They met for the first time to craft a plan to beautify and unify the city's downtown waterfront.
They were all there: Dennis Sexton, president of All Children's Hospital; Marty Normile, executive vice president of St. Petersburg Progress; Bill Griffith, manager of The Pier; Peter Betzer, chairman of the University of South Florida's Marine Science department. There were Lee Metzger, Steve Kurcan and Jan Norsoph with the city, Jopi Helsen and Hubert Caulfield, owners of marine businesses on Salt Creek, Capt. Roy Casto of the U.S. Coast Guard Station at Bayboro, Tom Wilson of Florida Progress.
What did these 55-or-so people at the Port Terminal meeting room Thursday have in common?
A vested interest in St. Petersburg's downtown waterfront. They're "stakeholders." Led by airport/port director Floyd Glisson, the group proved that something called an Intermodal Planning Committee can be lively and interesting.
"Intermodal" in this case refers to transportation, and the committee has been formed, Glisson said, to tie in air and water transportation at Albert Whitted Airport and the Port of St. Petersburg to the downtown area, through walkways and wheels, whether bus, trolley or other conveyance.
A $10,000 grant for a conceptual plan and a $50,000 grant to update a port master plan, both from the Department of Transportation, will be used in the endeavor.
Glisson emphasized that the committee will work closely with Bay Plaza and the city to make sure plans mesh with other downtown redevelopment efforts.
The group was full of ideas, both for the development of the waterfront area in general and the tie-in and enhancement of the area between the port and the heart of the city.
A shuttle was mentioned as most important to connect the port to downtown. Jan Norsoph of the city's Planning Department noted that there was not enough of a critical mass of people in the area to support running a shuttle.
The group assembled seemed dedicated to developing such a critical mass.
Hubert Caulfield, owner of Caulfield Marine, encouraged the group to look past the immediate port and airport area to include the colorful waterfront marine industry. "Many times, when we pull a boat out of the water, we'll draw a crowd of 10 or 12 people," he said. He referred to ports in other cities where restaurants capitalize on the view of such activities.
Glisson mentioned the fact that 54 percent of the people who fly into Whitted are going to the Salvador Dali Museum, and Dali representative Wayne Atherholt was very aware that a high percentage of the museum's 500,000 visitors were fly-ins. "They complain because they can't identify the museum from the air." A remedy for this, and better signage in general, was suggested.

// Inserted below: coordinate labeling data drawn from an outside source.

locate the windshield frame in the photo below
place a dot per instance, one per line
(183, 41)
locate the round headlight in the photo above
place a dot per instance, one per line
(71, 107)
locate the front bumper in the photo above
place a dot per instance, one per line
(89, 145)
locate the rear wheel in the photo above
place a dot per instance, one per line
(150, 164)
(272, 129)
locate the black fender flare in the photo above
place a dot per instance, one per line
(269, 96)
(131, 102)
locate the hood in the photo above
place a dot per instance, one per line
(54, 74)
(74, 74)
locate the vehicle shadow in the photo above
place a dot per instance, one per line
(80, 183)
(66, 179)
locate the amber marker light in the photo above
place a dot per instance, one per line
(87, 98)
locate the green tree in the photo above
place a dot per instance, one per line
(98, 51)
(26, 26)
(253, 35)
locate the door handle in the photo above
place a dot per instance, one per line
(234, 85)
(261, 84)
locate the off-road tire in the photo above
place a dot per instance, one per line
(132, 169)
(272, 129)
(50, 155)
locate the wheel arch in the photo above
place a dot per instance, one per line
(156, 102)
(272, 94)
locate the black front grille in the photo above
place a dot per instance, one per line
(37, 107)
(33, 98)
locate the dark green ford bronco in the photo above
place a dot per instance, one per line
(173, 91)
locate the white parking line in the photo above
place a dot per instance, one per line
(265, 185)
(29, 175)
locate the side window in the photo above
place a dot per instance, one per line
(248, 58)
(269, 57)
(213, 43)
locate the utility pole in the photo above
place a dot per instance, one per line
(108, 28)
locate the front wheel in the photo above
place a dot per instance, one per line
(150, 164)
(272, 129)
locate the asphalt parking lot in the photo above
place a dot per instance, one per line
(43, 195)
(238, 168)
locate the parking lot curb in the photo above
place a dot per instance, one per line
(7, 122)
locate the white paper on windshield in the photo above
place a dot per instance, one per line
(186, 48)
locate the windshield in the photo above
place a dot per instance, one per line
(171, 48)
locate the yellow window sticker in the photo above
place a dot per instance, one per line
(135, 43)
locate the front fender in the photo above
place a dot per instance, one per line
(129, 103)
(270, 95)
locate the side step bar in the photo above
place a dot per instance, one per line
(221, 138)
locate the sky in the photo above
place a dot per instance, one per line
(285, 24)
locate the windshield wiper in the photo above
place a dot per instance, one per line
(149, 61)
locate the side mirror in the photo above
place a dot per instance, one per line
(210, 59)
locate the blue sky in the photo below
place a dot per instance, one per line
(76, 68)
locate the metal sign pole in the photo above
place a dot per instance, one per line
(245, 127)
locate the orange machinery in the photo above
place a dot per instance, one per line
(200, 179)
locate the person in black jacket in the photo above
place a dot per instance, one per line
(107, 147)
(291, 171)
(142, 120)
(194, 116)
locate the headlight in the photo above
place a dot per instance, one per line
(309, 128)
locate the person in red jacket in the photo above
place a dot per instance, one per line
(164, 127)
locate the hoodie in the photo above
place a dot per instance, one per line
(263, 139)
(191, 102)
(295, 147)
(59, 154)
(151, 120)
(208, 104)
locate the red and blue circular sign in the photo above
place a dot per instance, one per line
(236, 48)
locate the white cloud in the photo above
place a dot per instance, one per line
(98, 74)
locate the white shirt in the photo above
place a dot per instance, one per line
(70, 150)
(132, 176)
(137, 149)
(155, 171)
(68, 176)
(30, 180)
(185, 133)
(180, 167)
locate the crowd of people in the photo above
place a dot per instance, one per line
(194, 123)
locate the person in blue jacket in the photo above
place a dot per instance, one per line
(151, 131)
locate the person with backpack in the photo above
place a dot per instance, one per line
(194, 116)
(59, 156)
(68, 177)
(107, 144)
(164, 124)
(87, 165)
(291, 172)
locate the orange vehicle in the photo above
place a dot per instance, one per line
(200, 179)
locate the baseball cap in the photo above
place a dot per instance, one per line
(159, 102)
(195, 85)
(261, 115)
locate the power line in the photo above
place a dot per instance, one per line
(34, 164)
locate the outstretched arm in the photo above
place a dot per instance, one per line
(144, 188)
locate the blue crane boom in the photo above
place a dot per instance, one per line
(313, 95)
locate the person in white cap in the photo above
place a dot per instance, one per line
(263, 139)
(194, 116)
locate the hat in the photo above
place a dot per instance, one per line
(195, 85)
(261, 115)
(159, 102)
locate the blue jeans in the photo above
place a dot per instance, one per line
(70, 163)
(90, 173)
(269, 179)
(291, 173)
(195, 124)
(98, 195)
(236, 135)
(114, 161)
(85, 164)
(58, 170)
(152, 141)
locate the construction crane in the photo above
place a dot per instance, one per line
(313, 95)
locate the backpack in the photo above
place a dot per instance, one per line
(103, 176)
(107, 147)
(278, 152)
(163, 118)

While a landscaped walkway from the port to downtown St. Petersburg is definitely in the works, an overall plan developed in 1986 and referred to by several people attending the meeting, embraces hospital buildings since erected and the campus of the University of South Florida. It includes a waterfront walkway from Coffee Pot Bayou at about 18th Avenue NE to the far end of Lassing Park at 22nd Avenue NE.
"If you're going to develop the port area," Frank Blandford of Tourtelot Brothers Realty, "make it look tropical. I look out here and, for gosh sakes, it looks like Tampa." He referred to buildings, fences and one or two oak trees.
Pier manager Bill Griffith inquired about the likelihood of dredging the channel in Tampa Bay deeper to allow bigger cruise ships in to St. Petersburg. Glisson has been in contact with the Corps of Engineers and is appealing its stand against dredging for recreational purposes, which would include cruise ships. Grounds for his appeal is that tourism is as much a business as any other industry.
Helsen, owner of Sailor's Wharf Inc. said, "The future in St. Petersburg is not cruise ships. It's mega-yachts." Helsen organized Sail St. Petersburg last year, has been negotiating with the American Sail Advancement Program and hopes to have a "major announcement" in mid-November for an expo in St. Petersburg that cold draw thousands and become an international attraction.
Tom Wilson of Florida Progress came to the group for suggestions. The company's Bayboro plant, the red brick behemoth at 13th Avenue and Second Street S, has long been empty.
"It'll cost us a half-million to tear it down and a million to fix it up," Wilson said. "We have from 23 to 28 acres there."
Glisson said the most important result of the meetings was "public awareness of surrounding stakeholders as to what we have planned, and the opening of dialogue as to the master planning process."
He met Friday morning with representatives of Post, Buckley, Schuh & Jernigan, port and airport engineers with headquarters in Tampa. The Florida Center for Community Design and Research at the University of South Florida will design the intermodal plan, financed by the $10,000 DOT grant.